Brainstorm
Planning a trip usually means a dozen open tabs — flight search, visa requirement pages, “best time to visit” listicles, a spreadsheet to hold it all together. NearMiles started from the observation that the actual bottleneck isn’t information, it’s synthesis: travelers don’t lack data, they lack someone to turn “somewhere warm, under $800, no visa hassle” into three real options with real prices attached.
Discovery
The persona split — Thrill Seekers, Family Hub, Chill Mode, Foodie Paradise — came out of a simple question: “search by destination” assumes you already know where you’re going, but a lot of travel demand starts from a vibe, not a place. Building discovery around travel style instead of geography meant the search bar could stay a single field (“Where do you want to go? Paris, Bali, Tokyo…”) with a “Surprise me” fallback for people with even less of a plan than that.
Design
Visa status, live flight pricing, and AI itinerary generation are positioned as one flow rather than three features, because that’s the actual sequence a traveler goes through — and normally the point where they give up and open more tabs.

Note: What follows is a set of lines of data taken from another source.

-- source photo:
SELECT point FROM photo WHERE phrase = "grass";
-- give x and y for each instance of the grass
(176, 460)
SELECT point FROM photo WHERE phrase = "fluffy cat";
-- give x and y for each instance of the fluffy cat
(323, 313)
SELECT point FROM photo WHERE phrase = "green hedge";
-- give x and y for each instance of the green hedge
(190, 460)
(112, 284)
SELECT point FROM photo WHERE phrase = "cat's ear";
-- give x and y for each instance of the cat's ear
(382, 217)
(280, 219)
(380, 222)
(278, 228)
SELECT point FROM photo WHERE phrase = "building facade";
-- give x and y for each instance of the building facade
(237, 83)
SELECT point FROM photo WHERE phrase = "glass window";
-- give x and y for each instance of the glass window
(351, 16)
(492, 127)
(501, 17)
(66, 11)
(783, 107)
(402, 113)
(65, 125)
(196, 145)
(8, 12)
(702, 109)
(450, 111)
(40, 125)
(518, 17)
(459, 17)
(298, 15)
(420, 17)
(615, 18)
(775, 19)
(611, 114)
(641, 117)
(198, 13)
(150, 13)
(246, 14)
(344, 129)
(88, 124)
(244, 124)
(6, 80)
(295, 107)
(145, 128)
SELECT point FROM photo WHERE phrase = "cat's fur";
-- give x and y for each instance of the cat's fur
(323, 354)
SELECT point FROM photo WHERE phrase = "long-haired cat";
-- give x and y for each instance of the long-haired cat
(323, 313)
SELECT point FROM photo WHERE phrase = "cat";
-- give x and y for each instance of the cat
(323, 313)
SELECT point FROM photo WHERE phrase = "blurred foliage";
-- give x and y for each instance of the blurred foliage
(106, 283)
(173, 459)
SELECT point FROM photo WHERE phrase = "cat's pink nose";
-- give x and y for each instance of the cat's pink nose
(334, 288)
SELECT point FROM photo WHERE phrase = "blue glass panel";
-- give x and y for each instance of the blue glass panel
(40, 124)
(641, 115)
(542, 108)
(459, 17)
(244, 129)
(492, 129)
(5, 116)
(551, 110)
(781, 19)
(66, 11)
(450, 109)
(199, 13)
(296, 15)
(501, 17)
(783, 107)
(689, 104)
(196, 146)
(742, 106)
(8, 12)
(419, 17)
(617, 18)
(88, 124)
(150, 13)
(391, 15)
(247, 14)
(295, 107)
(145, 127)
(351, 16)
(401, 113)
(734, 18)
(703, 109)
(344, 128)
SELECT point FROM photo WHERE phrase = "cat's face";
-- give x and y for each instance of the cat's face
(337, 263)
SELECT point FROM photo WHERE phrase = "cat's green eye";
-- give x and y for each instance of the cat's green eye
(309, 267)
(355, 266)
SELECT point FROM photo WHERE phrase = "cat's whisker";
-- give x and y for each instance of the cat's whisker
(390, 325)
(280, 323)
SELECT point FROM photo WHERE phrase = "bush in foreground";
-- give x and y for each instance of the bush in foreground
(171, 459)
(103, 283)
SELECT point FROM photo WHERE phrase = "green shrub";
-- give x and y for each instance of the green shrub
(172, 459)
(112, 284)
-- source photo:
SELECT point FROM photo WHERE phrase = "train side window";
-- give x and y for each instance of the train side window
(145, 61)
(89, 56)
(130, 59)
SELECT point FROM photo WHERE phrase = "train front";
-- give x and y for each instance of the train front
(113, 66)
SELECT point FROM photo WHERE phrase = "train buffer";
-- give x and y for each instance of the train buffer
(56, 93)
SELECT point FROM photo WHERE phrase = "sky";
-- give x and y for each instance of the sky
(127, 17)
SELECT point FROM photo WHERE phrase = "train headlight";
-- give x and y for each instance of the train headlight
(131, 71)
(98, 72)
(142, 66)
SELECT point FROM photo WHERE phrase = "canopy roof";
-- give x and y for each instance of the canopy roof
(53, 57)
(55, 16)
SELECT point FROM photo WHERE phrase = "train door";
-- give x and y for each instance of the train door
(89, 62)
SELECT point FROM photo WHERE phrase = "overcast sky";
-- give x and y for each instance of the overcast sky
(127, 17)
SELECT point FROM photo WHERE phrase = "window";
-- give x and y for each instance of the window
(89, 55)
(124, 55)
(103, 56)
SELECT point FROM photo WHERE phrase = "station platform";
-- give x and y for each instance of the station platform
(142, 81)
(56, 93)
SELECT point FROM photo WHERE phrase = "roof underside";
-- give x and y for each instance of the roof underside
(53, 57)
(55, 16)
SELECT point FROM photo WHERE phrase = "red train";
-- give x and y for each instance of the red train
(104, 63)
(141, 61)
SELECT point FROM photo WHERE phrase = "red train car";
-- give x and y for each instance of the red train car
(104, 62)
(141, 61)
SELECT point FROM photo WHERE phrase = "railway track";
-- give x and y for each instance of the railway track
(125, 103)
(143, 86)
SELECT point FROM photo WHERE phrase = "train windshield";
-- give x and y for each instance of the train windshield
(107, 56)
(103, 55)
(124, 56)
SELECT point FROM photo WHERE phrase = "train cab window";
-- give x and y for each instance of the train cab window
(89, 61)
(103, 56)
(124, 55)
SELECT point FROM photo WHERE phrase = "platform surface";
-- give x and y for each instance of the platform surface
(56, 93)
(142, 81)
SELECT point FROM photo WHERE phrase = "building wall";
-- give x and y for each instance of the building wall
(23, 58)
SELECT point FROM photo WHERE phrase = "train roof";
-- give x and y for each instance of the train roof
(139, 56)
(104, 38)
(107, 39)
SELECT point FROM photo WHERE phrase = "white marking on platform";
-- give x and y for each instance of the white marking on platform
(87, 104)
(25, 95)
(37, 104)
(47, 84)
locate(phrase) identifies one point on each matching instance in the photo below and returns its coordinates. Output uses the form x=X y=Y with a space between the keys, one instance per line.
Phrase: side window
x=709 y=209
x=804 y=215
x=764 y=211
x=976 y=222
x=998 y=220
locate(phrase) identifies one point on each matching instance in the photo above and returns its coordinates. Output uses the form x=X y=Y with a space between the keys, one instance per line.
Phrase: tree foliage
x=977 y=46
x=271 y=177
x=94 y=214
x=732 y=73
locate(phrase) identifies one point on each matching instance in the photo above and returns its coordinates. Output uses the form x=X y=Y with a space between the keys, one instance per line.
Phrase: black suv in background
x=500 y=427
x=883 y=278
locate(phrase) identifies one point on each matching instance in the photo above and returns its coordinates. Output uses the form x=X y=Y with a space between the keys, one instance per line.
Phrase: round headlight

The three-step “Search → See visa + prices instantly → Generate your AI itinerary” band on the homepage is a literal description of the product, not marketing copy. A weekly “Monday Travel Drop” email exists to bring people back between trips, since travel intent is bursty and most visitors won’t convert on their first session.
Build
The itinerary engine builds a personalised day-by-day plan with local tips, cost estimates, and must-see stops from a destination and a small set of preferences, rather than returning a generic city guide. Visa status is checked against 180+ countries and flight prices are pulled live rather than shown as cached estimates — both called out explicitly in the trust row under the hero, since “estimates” is exactly what this product was built to avoid.
Delivery
Shipped with a working search-to-itinerary flow, editor-curated destination picks for cold-start users, and an email capture for retention.